As manifestações ocorreram após relatos de explosões em Caracas durante a madrugada e a declaração de Trump de que Maduro e a esposa teriam sido capturados e retirados do país por via aérea. Até o momento, Washington não informou o destino do líder venezuelano nem a base legal da operação, o que ampliou o debate jurídico e político em torno da ofensiva.
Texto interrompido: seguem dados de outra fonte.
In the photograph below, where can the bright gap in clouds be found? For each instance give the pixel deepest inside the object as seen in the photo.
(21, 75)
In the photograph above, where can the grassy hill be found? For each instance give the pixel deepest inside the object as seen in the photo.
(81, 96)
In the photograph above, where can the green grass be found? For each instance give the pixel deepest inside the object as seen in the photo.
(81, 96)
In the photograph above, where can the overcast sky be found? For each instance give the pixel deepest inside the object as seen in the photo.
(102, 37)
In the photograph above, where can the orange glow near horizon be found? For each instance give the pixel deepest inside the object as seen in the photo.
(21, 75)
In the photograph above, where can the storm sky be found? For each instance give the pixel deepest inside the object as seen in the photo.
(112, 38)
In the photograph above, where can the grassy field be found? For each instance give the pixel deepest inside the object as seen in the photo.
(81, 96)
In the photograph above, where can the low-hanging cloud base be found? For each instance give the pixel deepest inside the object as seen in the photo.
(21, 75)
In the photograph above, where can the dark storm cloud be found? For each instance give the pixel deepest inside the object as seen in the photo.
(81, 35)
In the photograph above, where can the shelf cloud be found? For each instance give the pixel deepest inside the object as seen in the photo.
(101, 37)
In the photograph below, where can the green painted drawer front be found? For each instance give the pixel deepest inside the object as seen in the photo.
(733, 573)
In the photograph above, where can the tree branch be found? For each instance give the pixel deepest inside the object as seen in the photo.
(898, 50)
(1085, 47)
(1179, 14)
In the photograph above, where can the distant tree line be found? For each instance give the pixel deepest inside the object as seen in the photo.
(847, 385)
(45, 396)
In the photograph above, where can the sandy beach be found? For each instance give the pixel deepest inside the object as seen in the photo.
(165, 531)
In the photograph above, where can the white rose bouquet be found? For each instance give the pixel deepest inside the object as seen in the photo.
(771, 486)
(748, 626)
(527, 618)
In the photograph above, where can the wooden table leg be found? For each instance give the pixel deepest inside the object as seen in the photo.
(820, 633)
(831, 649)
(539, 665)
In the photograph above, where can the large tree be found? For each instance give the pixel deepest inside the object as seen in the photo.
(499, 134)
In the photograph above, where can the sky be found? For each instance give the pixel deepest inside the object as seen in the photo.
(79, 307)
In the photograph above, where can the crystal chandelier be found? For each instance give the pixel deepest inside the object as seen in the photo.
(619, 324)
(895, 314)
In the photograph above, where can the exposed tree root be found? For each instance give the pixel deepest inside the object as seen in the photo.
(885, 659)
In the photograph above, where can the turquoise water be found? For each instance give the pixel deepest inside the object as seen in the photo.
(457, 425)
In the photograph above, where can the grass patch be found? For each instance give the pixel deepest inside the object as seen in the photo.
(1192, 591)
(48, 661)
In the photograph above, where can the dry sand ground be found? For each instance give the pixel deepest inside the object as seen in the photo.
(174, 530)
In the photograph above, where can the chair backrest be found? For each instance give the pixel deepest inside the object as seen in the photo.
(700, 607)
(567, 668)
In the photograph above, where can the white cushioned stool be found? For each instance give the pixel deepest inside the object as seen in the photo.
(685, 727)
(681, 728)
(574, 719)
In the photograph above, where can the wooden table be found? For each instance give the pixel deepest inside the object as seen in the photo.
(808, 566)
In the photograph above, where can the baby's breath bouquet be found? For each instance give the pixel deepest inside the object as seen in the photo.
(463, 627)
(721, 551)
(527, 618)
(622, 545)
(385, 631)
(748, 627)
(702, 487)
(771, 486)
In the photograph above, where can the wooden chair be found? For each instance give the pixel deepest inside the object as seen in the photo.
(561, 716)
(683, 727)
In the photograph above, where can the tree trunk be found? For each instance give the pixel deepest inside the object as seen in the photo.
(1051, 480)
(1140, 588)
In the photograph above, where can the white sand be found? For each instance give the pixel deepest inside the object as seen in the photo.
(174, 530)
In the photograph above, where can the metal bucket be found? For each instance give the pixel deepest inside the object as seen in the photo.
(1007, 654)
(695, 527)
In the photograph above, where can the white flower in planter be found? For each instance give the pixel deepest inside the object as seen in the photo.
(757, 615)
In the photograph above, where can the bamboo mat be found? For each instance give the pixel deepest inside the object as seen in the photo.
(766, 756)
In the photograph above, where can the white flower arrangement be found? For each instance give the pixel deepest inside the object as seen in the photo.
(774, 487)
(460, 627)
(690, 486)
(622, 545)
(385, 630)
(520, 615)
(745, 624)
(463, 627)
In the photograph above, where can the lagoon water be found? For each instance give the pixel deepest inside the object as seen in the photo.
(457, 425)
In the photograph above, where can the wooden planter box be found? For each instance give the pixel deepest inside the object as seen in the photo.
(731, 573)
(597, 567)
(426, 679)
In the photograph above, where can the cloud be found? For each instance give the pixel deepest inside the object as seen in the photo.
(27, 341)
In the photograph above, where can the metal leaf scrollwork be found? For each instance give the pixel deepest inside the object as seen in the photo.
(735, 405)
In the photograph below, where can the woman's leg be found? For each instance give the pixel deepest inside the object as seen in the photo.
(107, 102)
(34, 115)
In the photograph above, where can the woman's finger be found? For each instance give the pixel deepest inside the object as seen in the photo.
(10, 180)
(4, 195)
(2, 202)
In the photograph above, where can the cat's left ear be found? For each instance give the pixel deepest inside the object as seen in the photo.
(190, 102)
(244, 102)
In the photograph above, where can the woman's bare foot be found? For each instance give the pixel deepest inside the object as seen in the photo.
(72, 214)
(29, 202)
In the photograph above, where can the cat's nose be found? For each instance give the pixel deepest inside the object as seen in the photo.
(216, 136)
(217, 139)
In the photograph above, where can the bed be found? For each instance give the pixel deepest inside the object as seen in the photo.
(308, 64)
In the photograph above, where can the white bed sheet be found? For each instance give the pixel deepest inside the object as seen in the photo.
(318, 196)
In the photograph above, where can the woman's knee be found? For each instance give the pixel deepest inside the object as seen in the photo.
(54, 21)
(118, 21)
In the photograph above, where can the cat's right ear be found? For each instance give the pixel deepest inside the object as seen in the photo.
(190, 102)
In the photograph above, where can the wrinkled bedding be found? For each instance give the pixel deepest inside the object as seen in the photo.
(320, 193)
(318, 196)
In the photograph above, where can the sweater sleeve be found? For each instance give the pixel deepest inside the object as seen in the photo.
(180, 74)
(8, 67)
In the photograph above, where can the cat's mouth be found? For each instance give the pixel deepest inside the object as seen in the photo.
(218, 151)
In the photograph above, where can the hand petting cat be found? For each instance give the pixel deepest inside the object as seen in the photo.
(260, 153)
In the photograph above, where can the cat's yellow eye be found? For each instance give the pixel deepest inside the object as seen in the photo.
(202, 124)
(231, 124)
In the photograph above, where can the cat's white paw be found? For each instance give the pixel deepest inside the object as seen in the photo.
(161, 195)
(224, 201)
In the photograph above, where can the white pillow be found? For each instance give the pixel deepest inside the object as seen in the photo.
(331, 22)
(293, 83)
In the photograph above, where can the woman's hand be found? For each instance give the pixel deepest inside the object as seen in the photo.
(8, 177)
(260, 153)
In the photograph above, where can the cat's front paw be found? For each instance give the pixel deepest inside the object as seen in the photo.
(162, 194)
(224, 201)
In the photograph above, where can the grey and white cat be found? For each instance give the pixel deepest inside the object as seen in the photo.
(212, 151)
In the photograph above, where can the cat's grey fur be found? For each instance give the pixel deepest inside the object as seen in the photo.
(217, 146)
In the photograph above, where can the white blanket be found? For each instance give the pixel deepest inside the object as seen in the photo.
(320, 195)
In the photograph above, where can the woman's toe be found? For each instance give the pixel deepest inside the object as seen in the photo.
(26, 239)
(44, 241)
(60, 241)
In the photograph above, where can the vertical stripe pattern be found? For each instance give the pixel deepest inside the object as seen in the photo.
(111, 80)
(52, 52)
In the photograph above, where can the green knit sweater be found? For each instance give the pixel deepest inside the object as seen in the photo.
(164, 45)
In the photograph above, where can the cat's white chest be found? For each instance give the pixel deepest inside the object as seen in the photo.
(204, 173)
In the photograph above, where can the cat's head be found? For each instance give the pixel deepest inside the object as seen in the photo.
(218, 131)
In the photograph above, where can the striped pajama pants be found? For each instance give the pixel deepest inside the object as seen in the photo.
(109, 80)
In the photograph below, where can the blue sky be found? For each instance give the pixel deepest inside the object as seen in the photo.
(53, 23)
No campo oposto, parlamentares e lideranças da direita celebraram a retirada de Maduro do poder e usaram o episódio para atacar a esquerda brasileira. O senador Ciro Nogueira (PP-PI) afirmou que “acabou o tempo de passar pano para ditaduras” e disse que a América do Sul começa a “acordar de um pesadelo”.

Também comemorando o anúncio, o governador de Goiás, Ronaldo Caiado, pré-candidato à Presidência, declarou que o dia 3 de janeiro deveria entrar para a história como o da “libertação do povo venezuelano”. Já o deputado Filipe Barros (PL-PR) classificou a ação americana como “necessária” e afirmou que a direita deve permanecer vigilante para impedir que o governo brasileiro acolha Maduro em território nacional. A deputada Bia Kicis (PL-DF) também comemorou a captura do presidente venezuelano, chamando-o de “ditador sanguinário”.

O embate nas redes ocorre enquanto o governo brasileiro adota cautela. O Planalto e o Itamaraty convocaram uma reunião de emergência para reunir informações sobre a operação antes de qualquer posicionamento oficial. Interlocutores afirmam que a prioridade é compreender os desdobramentos diplomáticos e jurídicos do ataque, diante do impacto potencial para a estabilidade política da América do Sul.